Il casinò di Damasco
Rien ne va plus le jeux sont faits! Detto che al sostantivo casinò si potrebbe anche togliere l’accento, sarà ora necessario capire dove la pallina della roulette termina la sua corsa. Assad se ne è andato con la coda tra le gambe chiedendo ospitalità, almeno quella visto che la difesa armata non gli è stata concessa, ai suoi alleati più forti. Significherà probabilmente che a Mosca ci saranno presto due (almeno) persone per cui il Tribunale Penale Internazionale chiederà l’arresto. Non che tale richiesta sia già stata formalizzata, ma a naso succederà a breve. E questa non sarà una bela notizia soprattutto per Bashar al Assad che potrebbe diventare un’importante pedina di scambio nelle mani dell’altro potenziale galeotto, Putin. Chiaro che si tratta di pure illazioni, ma analizzando un po’ i precedenti, non sono certo i Netanyahu che finiranno sotto processo o arrestati da coloro che quel tribunale riconoscono a parole come autorità superiore, ma preferiscono giudicare e condannare le figure di secondo piano.
Ma non è questa l’attualità che ci interessa, almeno per ora; la Siria come quella che ancora viene illustrata nelle cartine geografiche, non esiste più. Già da un pezzo peraltro, ma ora più che mai lo spezzatino rischia di assumere un carattere più o meno definitivo, che non è ancora quello odierno, ma quello che da qui a poco diventerà. HTS, ormai nemmeno serve più sviluppare l’acronimo tanto è diventato famoso e di attualità, ha in mano le redini del Paese, almeno per ora. Oltre a HTS la coalizione dei “ribelli”, ma non si capisce bene attraverso quali dinamiche, comprende anche l’SNA (Syrian National Army; qui l’acronimo lo sviluppiamo perché questo gruppo non è altrettanto famoso) ed altre milizie che in questi giorni si sono unite alla presa di Damasco e dunque di buona parte del Paese.
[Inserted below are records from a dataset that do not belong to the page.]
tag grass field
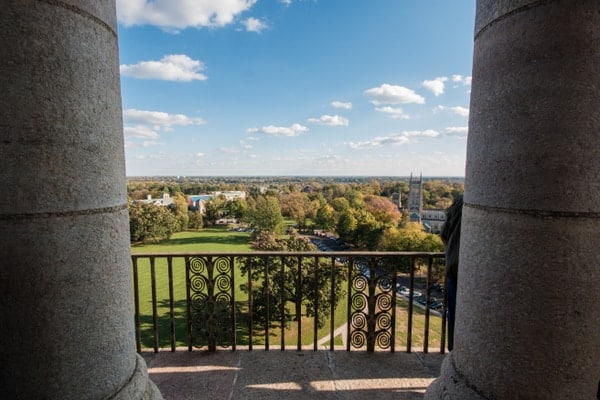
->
[132,228,441,351]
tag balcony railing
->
[132,252,446,353]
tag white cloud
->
[375,106,410,119]
[331,100,352,110]
[123,125,158,139]
[123,108,204,131]
[117,0,256,32]
[452,75,471,86]
[308,115,350,126]
[219,147,240,154]
[120,54,207,82]
[434,106,469,117]
[246,124,308,137]
[364,83,425,105]
[242,17,268,33]
[444,126,469,138]
[422,76,448,97]
[346,129,439,149]
[240,140,254,150]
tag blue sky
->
[117,0,475,176]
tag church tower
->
[407,173,423,222]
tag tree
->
[280,192,311,227]
[169,192,189,231]
[365,196,402,225]
[226,197,248,221]
[248,196,283,233]
[240,230,343,327]
[204,195,225,225]
[188,211,204,230]
[129,203,178,243]
[315,204,335,231]
[378,222,444,272]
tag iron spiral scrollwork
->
[188,256,234,350]
[349,258,395,351]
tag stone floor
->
[143,349,444,400]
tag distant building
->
[421,209,446,233]
[392,193,402,210]
[406,174,423,222]
[135,193,173,206]
[185,190,246,214]
[407,174,446,233]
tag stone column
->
[425,0,600,400]
[0,0,161,399]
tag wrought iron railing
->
[132,252,446,353]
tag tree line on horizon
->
[127,178,464,251]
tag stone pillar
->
[0,0,161,399]
[425,0,600,400]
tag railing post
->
[167,256,176,351]
[131,256,142,353]
[150,256,158,353]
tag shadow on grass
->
[162,234,249,246]
[140,300,279,348]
Ora, non è chiaro se le milizie che hanno contribuito alla caduta della capitale arrivando da sud e da est fossero parte del piano iniziale oppure si siano mobilitate in un secondo tempo approfittando dello squagliarsi dell’esercito governativo (SAA, Syrian Arab Army) con cui si scontravano regolarmente, anche se in forma minore, da sempre. Daraa, Qneitra, Suwayda sono città e aree in cui Assad non ha mai avuto il pieno controllo e molte delle persone (e combattenti) di queste zone erano state deportate in seguito alla riconquista di quei territori da parte dello SAA, proprio nella sacca di Idlib. Sarebbe interessante capire, appunto, se ci fosse o meno una regia unica nell’azione che ha portato alla caduta del governo.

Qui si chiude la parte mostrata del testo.